On the other hand, I also learnt so much about these GLBT issues, I'm so full of ideas of how we should accept them into society and grant them the basic human rights they deserve, how they are just like heterosexuals - just as imperfect and definitely human, not freaks. But I don't want to preach, I don't want to emotionally blackmail people into making concessions, to the extent it's yet another form of passive discrimination. I don't know what I'm trying to say anymore. I just wish my friends could have met these GLBT people I've met. Then they'll know what I'm raving about.

When I spent such a long time away from the singaporean community, away from campus, away from my heterosexual life, it just seems like I'm just going through a dream. Or that I've entered another world altogether. When I came back to Urbana, and have to immediately deal with mundane things like doing my laundry and homework. I feel so mal-adjusted. I'm totally not used to it. What happened to all those hip and funny GLBT friends I've made? What happened to the cosy hang-out place for the Aids people? They're so far away, yet I feel like I can see them right before my eyes, right now. It's surreal...to be dumped into my meaningless life in this campus, after that enriching experience in minneapolis. Somehow, after stepping out of campus for that one week, I realise that in leaving singapore and coming here, I've only stepped into yet another claustrophobially enclosed environment.

I know it's impossible to constantly be emotionally and mentally challenged the way that week has been, all the time, since human beings are generally not good with changes, and any established community will always tend to be quite static in nature.
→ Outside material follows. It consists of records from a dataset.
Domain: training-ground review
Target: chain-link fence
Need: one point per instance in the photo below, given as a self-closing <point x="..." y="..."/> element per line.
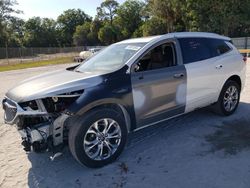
<point x="18" y="55"/>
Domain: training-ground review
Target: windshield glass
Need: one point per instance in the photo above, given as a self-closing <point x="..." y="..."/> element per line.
<point x="111" y="58"/>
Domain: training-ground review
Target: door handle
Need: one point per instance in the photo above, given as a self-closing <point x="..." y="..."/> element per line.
<point x="218" y="66"/>
<point x="180" y="75"/>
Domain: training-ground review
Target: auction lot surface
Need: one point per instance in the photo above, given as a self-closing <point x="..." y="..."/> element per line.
<point x="172" y="154"/>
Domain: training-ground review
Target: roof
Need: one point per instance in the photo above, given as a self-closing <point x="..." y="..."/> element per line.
<point x="198" y="34"/>
<point x="141" y="40"/>
<point x="175" y="35"/>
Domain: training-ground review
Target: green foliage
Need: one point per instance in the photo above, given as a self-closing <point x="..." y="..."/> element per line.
<point x="154" y="26"/>
<point x="107" y="10"/>
<point x="108" y="34"/>
<point x="129" y="17"/>
<point x="67" y="23"/>
<point x="133" y="18"/>
<point x="40" y="32"/>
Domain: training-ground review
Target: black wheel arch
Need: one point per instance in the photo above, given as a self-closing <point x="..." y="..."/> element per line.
<point x="236" y="79"/>
<point x="112" y="104"/>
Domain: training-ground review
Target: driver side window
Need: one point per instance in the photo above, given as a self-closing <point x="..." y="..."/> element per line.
<point x="159" y="57"/>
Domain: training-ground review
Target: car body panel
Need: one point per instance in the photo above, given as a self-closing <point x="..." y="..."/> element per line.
<point x="157" y="94"/>
<point x="50" y="84"/>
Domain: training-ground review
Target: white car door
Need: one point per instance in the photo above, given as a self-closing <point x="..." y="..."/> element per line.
<point x="203" y="68"/>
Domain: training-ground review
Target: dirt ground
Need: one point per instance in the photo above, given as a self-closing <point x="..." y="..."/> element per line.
<point x="181" y="152"/>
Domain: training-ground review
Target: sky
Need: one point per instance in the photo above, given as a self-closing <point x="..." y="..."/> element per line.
<point x="53" y="8"/>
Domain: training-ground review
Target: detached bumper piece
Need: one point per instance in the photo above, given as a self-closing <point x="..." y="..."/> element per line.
<point x="39" y="129"/>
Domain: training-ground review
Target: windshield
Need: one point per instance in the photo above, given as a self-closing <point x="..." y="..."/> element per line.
<point x="111" y="58"/>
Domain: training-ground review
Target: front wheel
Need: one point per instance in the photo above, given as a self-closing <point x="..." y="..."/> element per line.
<point x="98" y="138"/>
<point x="229" y="98"/>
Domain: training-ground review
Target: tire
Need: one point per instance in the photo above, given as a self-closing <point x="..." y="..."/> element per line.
<point x="88" y="138"/>
<point x="220" y="107"/>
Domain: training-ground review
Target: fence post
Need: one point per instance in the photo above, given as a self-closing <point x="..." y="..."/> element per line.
<point x="6" y="53"/>
<point x="246" y="42"/>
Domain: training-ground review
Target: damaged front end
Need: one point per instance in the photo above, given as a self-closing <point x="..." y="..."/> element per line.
<point x="42" y="123"/>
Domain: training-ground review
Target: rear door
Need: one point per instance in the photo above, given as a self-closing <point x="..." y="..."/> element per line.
<point x="159" y="85"/>
<point x="204" y="68"/>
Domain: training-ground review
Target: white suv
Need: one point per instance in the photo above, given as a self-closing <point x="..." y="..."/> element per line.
<point x="125" y="87"/>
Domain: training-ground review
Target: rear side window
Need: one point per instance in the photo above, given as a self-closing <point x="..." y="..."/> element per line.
<point x="198" y="49"/>
<point x="195" y="49"/>
<point x="219" y="47"/>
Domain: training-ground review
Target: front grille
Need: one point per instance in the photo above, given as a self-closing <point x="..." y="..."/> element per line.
<point x="10" y="110"/>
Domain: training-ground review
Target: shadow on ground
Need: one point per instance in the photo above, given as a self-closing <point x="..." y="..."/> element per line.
<point x="160" y="156"/>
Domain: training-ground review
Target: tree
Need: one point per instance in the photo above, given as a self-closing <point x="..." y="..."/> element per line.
<point x="229" y="17"/>
<point x="170" y="11"/>
<point x="6" y="11"/>
<point x="40" y="32"/>
<point x="107" y="10"/>
<point x="154" y="26"/>
<point x="81" y="35"/>
<point x="129" y="17"/>
<point x="67" y="23"/>
<point x="108" y="34"/>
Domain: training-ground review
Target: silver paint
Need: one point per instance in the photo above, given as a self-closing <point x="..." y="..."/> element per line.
<point x="52" y="84"/>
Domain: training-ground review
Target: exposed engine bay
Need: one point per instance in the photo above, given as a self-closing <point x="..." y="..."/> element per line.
<point x="42" y="123"/>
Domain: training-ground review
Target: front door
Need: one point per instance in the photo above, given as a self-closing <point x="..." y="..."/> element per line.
<point x="159" y="85"/>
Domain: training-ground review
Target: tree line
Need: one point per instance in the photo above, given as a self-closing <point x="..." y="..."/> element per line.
<point x="114" y="22"/>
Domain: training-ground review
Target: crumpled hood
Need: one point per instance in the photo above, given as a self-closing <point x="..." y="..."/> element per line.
<point x="53" y="83"/>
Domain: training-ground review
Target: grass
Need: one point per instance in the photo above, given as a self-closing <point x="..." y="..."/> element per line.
<point x="231" y="137"/>
<point x="61" y="60"/>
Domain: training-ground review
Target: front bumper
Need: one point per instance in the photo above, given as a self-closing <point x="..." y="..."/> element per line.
<point x="39" y="136"/>
<point x="13" y="111"/>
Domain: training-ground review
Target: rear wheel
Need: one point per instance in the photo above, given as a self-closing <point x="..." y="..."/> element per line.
<point x="229" y="98"/>
<point x="98" y="138"/>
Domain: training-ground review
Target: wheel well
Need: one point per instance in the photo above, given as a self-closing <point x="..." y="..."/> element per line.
<point x="235" y="78"/>
<point x="118" y="108"/>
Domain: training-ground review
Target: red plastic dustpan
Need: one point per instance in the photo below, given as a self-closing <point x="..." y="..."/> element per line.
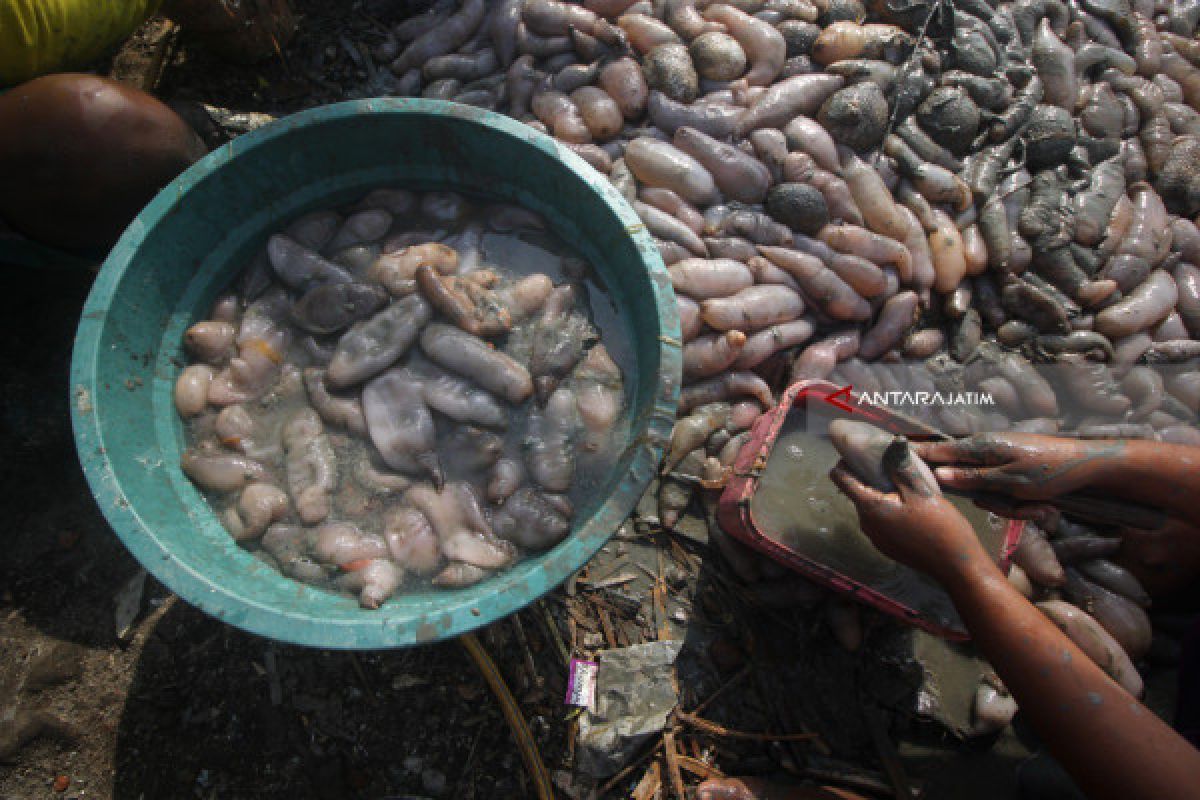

Any new environment would be stimulating for a while, but would soon come to a plateau again anyway. So I'm not really complaining. Afterall, coming to Urbana, was initially really quite a new experience. It's just not so now.

Anyway, I'm just babbling. There's no conclusion to this trip, my mind is still expanding everyday, everytime I think back to every single detail of the trip. And I think that's the thing that's most important. I think I've finally really opened my eyes.